The Three Bridges

Last wednesday Stuart and I, in a major break with convention, headed for the far east for a day out.

We found a very good put-in at Port Edgar Yacht Club where the office advised us we could launch FOC from their ramp, BUT, the lady told us (not unkindly) “Don’t call us if you get into difficulties. Call the Coastguard”.

Perhaps we looked like a couple of doddery old guys; nevertheless we dropped the boats near the water and went to park and change.

The ramp put us on-water right between the old & new road bridges. We headed west under the towering new bridge – what an experience – so we could turn and see all 3 bridges at once.

We were joined by a very large seal which at one point accidently popped up right beside me and decided to pretend it was a dolphin and leap from the water, landing with an almighty splash about 5 feet away.

We headed through all the bridges and doddered around Inchgarvie and the massive footings of the rail bridge as trains thundered overhead and big Liquid Petroleum Gas ships headed out to sea in the deep channel which is closer to the Fife shore.

Using the trip as a scouting mission for future paddles, we discovered loads of beautiful sandy beaches and it was one of them at which we stopped for lunch.

It was a watery sun that tried manfully to break through all day.

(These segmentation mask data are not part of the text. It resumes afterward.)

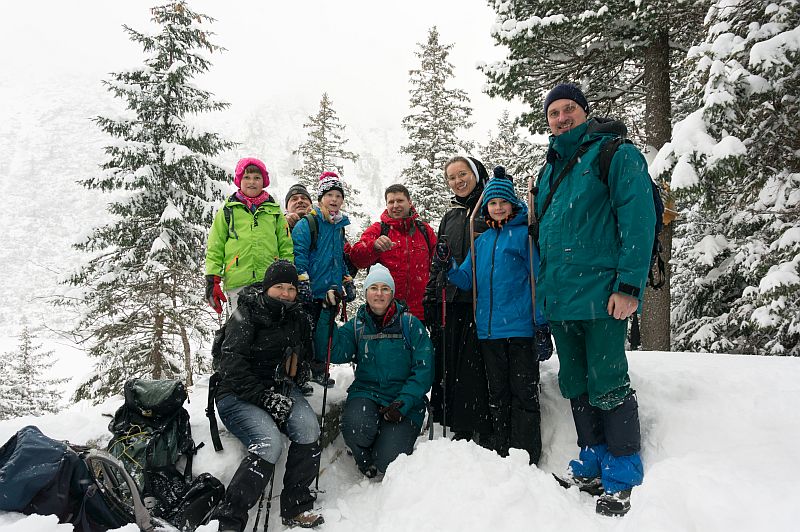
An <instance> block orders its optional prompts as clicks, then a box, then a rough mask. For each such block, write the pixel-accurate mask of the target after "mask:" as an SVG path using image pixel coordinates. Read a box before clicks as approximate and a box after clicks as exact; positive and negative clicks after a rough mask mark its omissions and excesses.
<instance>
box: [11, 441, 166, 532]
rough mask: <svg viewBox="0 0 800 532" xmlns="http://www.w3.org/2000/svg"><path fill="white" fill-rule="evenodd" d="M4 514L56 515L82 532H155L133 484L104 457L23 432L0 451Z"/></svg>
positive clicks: (109, 460)
mask: <svg viewBox="0 0 800 532" xmlns="http://www.w3.org/2000/svg"><path fill="white" fill-rule="evenodd" d="M0 510H4V511H8V512H20V513H24V514H26V515H30V514H41V515H56V516H57V517H58V521H59V522H60V523H71V524H72V525H73V527H74V529H75V530H76V531H79V532H103V531H105V530H108V529H112V528H119V527H121V526H124V525H126V524H128V523H134V522H135V523H136V524H137V525H138V526H139V528H140V529H141V530H143V531H147V532H149V531H152V530H153V527H152V525H151V523H150V515H149V514H148V512H147V510H146V509H145V508H144V505H143V504H142V501H141V499H140V498H139V493H138V491H137V488H136V485H135V483H134V481H133V479H132V478H131V477H130V476H129V475H128V474H127V472H126V471H125V469H124V468H123V466H122V464H121V463H120V462H119V460H117V459H115V458H114V457H112V456H110V455H108V453H105V452H104V451H97V450H95V449H88V448H86V447H80V446H75V445H70V444H68V443H66V442H63V441H59V440H54V439H52V438H48V437H47V436H45V435H44V434H42V432H41V431H40V430H39V429H38V428H36V427H34V426H28V427H25V428H23V429H21V430H19V431H18V432H17V433H16V434H15V435H14V436H12V437H11V438H10V439H9V440H8V441H7V442H6V443H5V445H3V447H2V448H0Z"/></svg>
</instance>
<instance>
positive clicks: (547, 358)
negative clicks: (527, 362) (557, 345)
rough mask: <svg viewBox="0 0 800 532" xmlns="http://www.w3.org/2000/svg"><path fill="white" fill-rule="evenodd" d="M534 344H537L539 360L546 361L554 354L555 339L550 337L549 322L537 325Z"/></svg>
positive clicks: (535, 344)
mask: <svg viewBox="0 0 800 532" xmlns="http://www.w3.org/2000/svg"><path fill="white" fill-rule="evenodd" d="M534 345H535V346H536V356H537V357H539V362H544V361H545V360H547V359H548V358H550V357H551V356H552V355H553V339H552V338H551V337H550V326H549V325H548V324H546V323H545V324H544V325H537V326H536V336H535V338H534Z"/></svg>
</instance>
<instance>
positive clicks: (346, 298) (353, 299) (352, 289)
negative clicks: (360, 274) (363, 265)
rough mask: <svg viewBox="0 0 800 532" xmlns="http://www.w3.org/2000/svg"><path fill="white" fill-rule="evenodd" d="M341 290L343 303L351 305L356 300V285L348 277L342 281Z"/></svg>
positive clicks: (344, 278) (348, 275) (345, 277)
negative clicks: (347, 302)
mask: <svg viewBox="0 0 800 532" xmlns="http://www.w3.org/2000/svg"><path fill="white" fill-rule="evenodd" d="M342 289H343V290H344V300H345V301H347V302H348V303H352V302H353V301H355V300H356V285H355V283H354V282H353V278H352V277H350V276H349V275H348V276H347V277H345V278H344V279H343V280H342Z"/></svg>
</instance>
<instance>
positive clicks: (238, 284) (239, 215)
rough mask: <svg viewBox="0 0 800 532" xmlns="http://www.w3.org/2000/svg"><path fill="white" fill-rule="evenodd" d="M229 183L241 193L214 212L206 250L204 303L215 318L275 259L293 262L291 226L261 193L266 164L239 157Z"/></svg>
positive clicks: (257, 159)
mask: <svg viewBox="0 0 800 532" xmlns="http://www.w3.org/2000/svg"><path fill="white" fill-rule="evenodd" d="M233 183H234V184H235V185H236V186H237V188H238V189H239V190H237V191H236V192H235V193H234V194H233V195H231V197H229V198H228V199H227V200H226V201H225V204H224V205H223V206H222V209H220V210H219V211H218V212H217V215H216V217H215V218H214V223H213V224H212V225H211V232H210V233H209V235H208V245H207V247H206V300H207V301H208V304H209V305H210V306H211V308H213V309H214V310H215V311H216V312H217V314H221V313H222V303H224V302H226V301H227V302H228V306H229V308H228V310H229V313H231V314H232V313H233V312H234V311H235V310H236V300H237V298H238V293H239V291H240V290H241V289H242V288H244V287H245V286H249V285H251V284H258V283H260V282H261V280H262V279H263V278H264V272H266V271H267V268H268V267H269V265H270V264H272V262H273V261H275V260H278V259H284V260H288V261H290V262H294V249H293V246H292V237H291V234H290V231H289V226H288V224H287V223H286V219H285V218H284V217H283V213H282V212H281V208H280V206H279V205H278V204H277V203H276V202H275V200H274V199H273V198H272V196H270V195H269V194H268V193H267V191H266V190H265V189H266V187H267V185H269V173H268V172H267V168H266V166H265V165H264V163H263V162H261V161H260V160H258V159H255V158H252V157H245V158H244V159H241V160H240V161H239V162H238V163H237V164H236V171H235V173H234V180H233ZM220 283H222V286H224V292H223V288H222V286H220Z"/></svg>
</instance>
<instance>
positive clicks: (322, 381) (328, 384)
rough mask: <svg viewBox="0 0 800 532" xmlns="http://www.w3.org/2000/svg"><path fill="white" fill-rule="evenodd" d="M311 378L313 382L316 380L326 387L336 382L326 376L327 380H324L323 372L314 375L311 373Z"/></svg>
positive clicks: (316, 380) (333, 384) (324, 375)
mask: <svg viewBox="0 0 800 532" xmlns="http://www.w3.org/2000/svg"><path fill="white" fill-rule="evenodd" d="M311 380H312V381H313V382H316V383H317V384H319V385H320V386H323V387H326V388H333V385H334V384H336V381H335V380H333V379H331V378H330V377H328V380H325V374H324V373H317V374H316V375H312V376H311Z"/></svg>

Refreshed, we headed off for Cramond Island. A little way off it, we decided, with the sun already sitting rather low, to ‘cut the corner’ and head direct for Inchkeith.

Inchkeith, when approaching from the bridges, bears a striking resemblance to a WWII battleship. We began to wonder if the buildings had actually been deliberately built to give just that appearance. The closer we got the stronger that resemblance became.

We may be old, Stuart & I, but thankfully our brain cells are still functioning, as we decided there was no way we had enough light to continue tp Inchkeith and cut across to the Fife shore for the return journey.

We decided to retrace our ‘steps’ and what a good decision it was as the sky grew darker and darker.

We landed back at Port Edgar while the daylight was still in our favour, but it certainly wouldn’t have been if we had tried to push on regardless. Hey, we didn’t get to be this venerable by being daft!!!!

A great day out that could only be bettered, after we scouted some parking & put-ins more central to South Queensferry, by sharing a big polystyrene container of chips.

Let’s make that a peer paddle soon and get a decent start so we can explore further afield.